Confidence and Prediction Bands Methods for Nonlinear Models

Fernando Miguez


Preliminaries: first, we need to load required libraries.

## This is mgcv 1.9-0. For overview type 'help("mgcv-package")'.


Why do we need anything other than just the fitted line in regression? The reality is that point estimates hide the uncertainty in our estimates and some form of intervals are crucial for communicating this uncertainty in a visual way. Error bars, confidence and prediction bands can be a convenient and intuitive way of communicating this uncertainty. Unfortunately, their strict statistical interpretation in the frequentist framework might not align with what a reader expects, but I believe that representing uncertainty is one of the main reasons why we go through the troulble of doing statistics. I will next present background on confidence and prediciton bands for linear regression. In part, I’m writing this document for users of this package who will need to know whether any of the different methods are suitable for their applications. There is no one single method for computing this in nonlinear (mixed) models, so having an understanding of the pros and cons can help make decision about which one to use or whether what this package has to offer is appropriate for their application.

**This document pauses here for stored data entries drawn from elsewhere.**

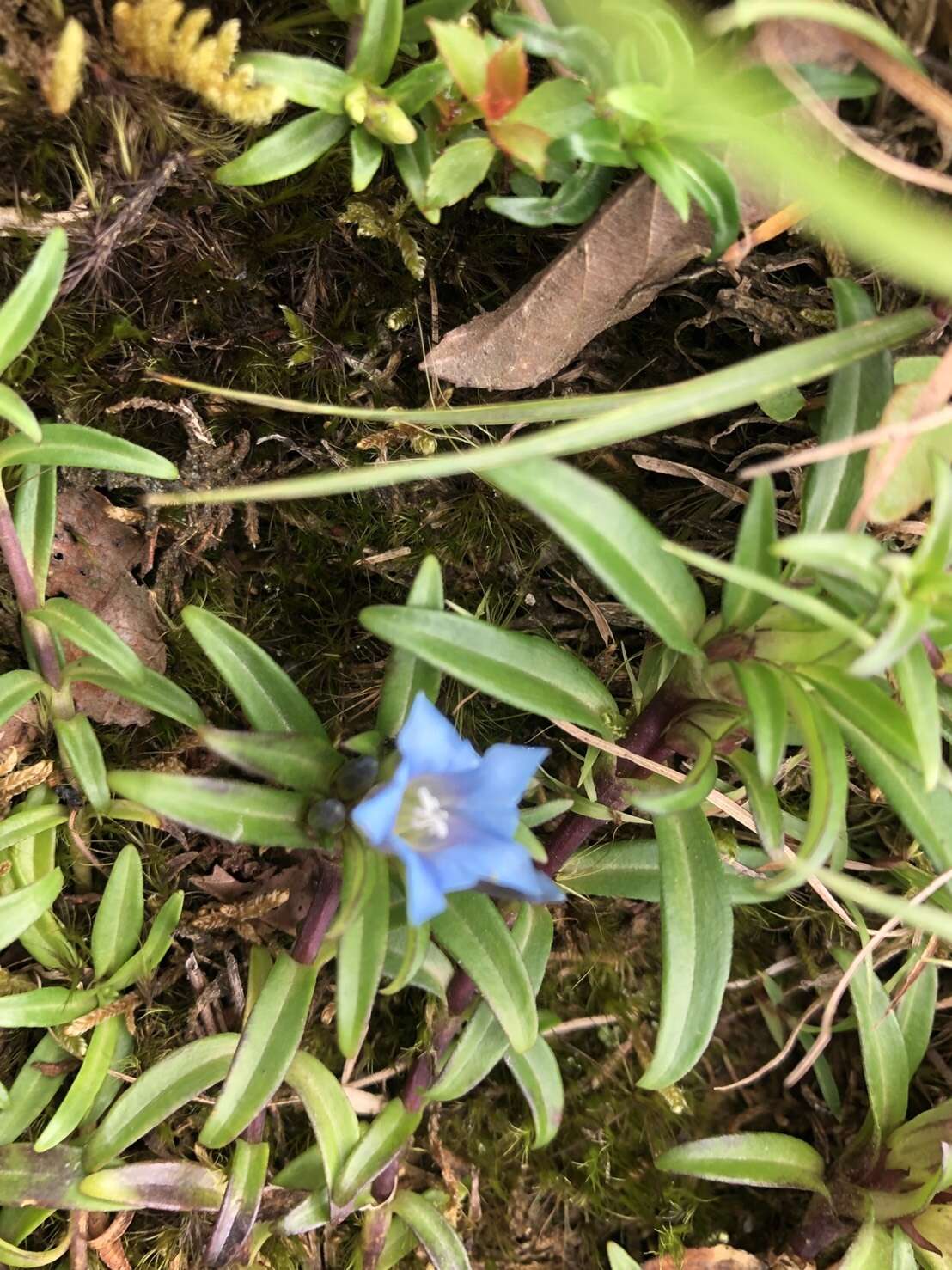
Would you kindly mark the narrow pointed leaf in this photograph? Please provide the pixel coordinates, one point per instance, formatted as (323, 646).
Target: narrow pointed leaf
(149, 688)
(268, 1044)
(696, 940)
(473, 932)
(85, 1084)
(329, 1110)
(388, 1133)
(233, 810)
(70, 445)
(752, 1158)
(143, 963)
(157, 1094)
(21, 908)
(406, 675)
(539, 1078)
(305, 764)
(524, 671)
(31, 300)
(119, 922)
(617, 544)
(361, 953)
(268, 696)
(79, 748)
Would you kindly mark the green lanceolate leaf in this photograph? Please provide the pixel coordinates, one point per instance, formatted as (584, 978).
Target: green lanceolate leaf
(16, 687)
(617, 544)
(473, 934)
(917, 682)
(242, 1198)
(483, 1041)
(286, 151)
(539, 1078)
(306, 80)
(524, 671)
(854, 403)
(32, 1091)
(15, 411)
(85, 1084)
(157, 1094)
(753, 550)
(21, 908)
(46, 1007)
(361, 953)
(34, 518)
(82, 754)
(442, 1243)
(143, 963)
(119, 921)
(268, 696)
(76, 624)
(150, 690)
(177, 1188)
(885, 1063)
(268, 1044)
(697, 929)
(388, 1133)
(32, 299)
(233, 810)
(69, 445)
(305, 764)
(406, 675)
(378, 41)
(327, 1109)
(752, 1158)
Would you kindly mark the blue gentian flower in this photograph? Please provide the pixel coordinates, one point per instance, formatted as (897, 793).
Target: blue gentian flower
(451, 815)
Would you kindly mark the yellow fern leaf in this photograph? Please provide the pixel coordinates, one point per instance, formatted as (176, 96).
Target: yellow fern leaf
(159, 39)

Confidence and Prediciton Bands in Regression

Linear Example

To illustrate fitting and obtaining confidence and prediction bands in linear regression I will use the Oats data in the nlme package.

data(Oats, package = "nlme")
## A subset for simplicity
Oats.I <- subset(Oats, subset = Block == "I")

Fitting a linear model

fm1 <- lm(yield ~ nitro, data = Oats.I)
fm1.prd <- predict(fm1, interval = "conf")
Oats.IA <- cbind(Oats.I, fm1.prd)
## Make a plot
ggplot(data = Oats.IA, aes(x = nitro, y = yield)) + 
  geom_point() + 
  geom_line(aes(y = fit)) + 
  geom_ribbon(aes(ymin = lwr, ymax = upr), fill = "purple", alpha = 0.4)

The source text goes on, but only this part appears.